Егор Холмогоров - Реванш русской истории
Родина – это когда ты сорокалетним отцом плачешь от дикой боли, узнав, что в Холмогорах голодают дети, и срочно начинаешь что-то делать.
Родина – это когда ты залез купаться на Херсонесе и вдруг мимо проходит крейсер «Москва».
Родина – это когда в другом ужгородском кафе самые красивые в мире девушки приносят самый вкусный мусс, а в динамиках звучит рэп «Я москаль».
Родина – это когда узнаешь, что Алексей Исаев на зарплату программиста заказывает ксероксы немецких архивов и пишет свои книги про войну в отпуск.
Родина – это когда на Куликовом поле 1 мая залезаешь в воду у слияния Дона и Непрядвы, а жена отговаривает тебя от попыток «испить шеломом Дону».
Родина – это когда потом ты крестишь сына в Боголюбово, а твои друзья Дима и Юля, которые в крестных, венчались в Покрова на Нерли.
6 февраля 2014
Возвращение жар-птицы
Думаю, мало кто из людей, не обделенных элементарной честностью, будет спорить, что презентация России и русской культуры на открытии Олимпиады удалась. Теперь 3 млрд. телезрителей, то есть половина жителей планеты, точно знает, что…

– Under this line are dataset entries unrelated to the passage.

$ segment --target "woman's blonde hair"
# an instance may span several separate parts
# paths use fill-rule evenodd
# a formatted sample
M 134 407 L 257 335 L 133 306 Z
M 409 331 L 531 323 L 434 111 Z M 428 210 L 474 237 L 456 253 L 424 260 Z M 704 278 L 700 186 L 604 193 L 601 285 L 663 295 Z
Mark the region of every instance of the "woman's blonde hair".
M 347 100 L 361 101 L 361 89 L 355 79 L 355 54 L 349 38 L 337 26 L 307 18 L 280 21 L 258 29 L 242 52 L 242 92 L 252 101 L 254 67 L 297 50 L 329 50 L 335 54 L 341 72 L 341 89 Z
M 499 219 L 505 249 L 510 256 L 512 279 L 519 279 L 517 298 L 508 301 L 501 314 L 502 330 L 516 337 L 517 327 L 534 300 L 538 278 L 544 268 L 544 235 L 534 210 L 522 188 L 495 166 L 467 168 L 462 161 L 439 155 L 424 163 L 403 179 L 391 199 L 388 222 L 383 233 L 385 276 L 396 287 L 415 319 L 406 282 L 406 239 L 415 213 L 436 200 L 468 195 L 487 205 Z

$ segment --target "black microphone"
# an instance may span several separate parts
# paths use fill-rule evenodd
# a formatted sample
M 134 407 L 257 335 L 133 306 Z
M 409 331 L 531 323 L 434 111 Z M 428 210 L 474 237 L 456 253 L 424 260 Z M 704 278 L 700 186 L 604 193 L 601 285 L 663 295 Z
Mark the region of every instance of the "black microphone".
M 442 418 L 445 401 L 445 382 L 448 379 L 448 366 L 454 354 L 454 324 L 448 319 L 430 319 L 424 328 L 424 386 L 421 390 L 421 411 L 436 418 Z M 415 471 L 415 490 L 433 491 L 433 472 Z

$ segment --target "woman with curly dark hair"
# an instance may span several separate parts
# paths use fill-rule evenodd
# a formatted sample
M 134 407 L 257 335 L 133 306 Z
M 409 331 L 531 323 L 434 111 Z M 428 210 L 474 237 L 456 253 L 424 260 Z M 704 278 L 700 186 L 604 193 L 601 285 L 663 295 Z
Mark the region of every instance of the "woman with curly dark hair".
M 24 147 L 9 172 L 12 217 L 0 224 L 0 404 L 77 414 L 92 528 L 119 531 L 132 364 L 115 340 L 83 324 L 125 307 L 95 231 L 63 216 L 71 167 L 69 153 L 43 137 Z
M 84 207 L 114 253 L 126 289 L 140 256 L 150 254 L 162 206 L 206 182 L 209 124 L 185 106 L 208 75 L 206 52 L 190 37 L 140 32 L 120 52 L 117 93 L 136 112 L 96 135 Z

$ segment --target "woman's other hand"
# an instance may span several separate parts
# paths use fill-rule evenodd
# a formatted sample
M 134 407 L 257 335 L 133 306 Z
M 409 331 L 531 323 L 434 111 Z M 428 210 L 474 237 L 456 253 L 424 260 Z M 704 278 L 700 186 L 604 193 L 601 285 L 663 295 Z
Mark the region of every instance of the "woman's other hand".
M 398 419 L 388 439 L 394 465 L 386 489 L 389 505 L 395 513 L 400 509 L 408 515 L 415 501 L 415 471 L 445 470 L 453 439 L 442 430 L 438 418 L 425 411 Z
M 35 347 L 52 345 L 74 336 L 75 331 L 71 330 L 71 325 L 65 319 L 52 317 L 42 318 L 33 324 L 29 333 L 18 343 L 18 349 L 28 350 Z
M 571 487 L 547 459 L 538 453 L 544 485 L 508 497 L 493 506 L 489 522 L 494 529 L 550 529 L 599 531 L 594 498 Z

Россия великая огромная прекрасная страна. Эта страна расположена на Острове, который на самом деле – чудесный Кит. Время от времени Кит погружается под воду, и тут всё исчезает, а потом появляется вновь. В России живут русские, похожие на них этнографические группы, а также северные олени (они запомнились детям больше всего – не угадали вот с олимпийским символом). Русские – это люди, у которых пряники превращаются в соборы, а соборы сложены из пряников. Если вам что-то не нравится – Петрушка скачет к вам на расписной филимоновской свистульке.
У русских великая культура. Если вы не согласны – Чайковский, Стравинский и Толстой летят к вам. Русские, кстати, летают по небу на тройке, военных кораблях и паровозах.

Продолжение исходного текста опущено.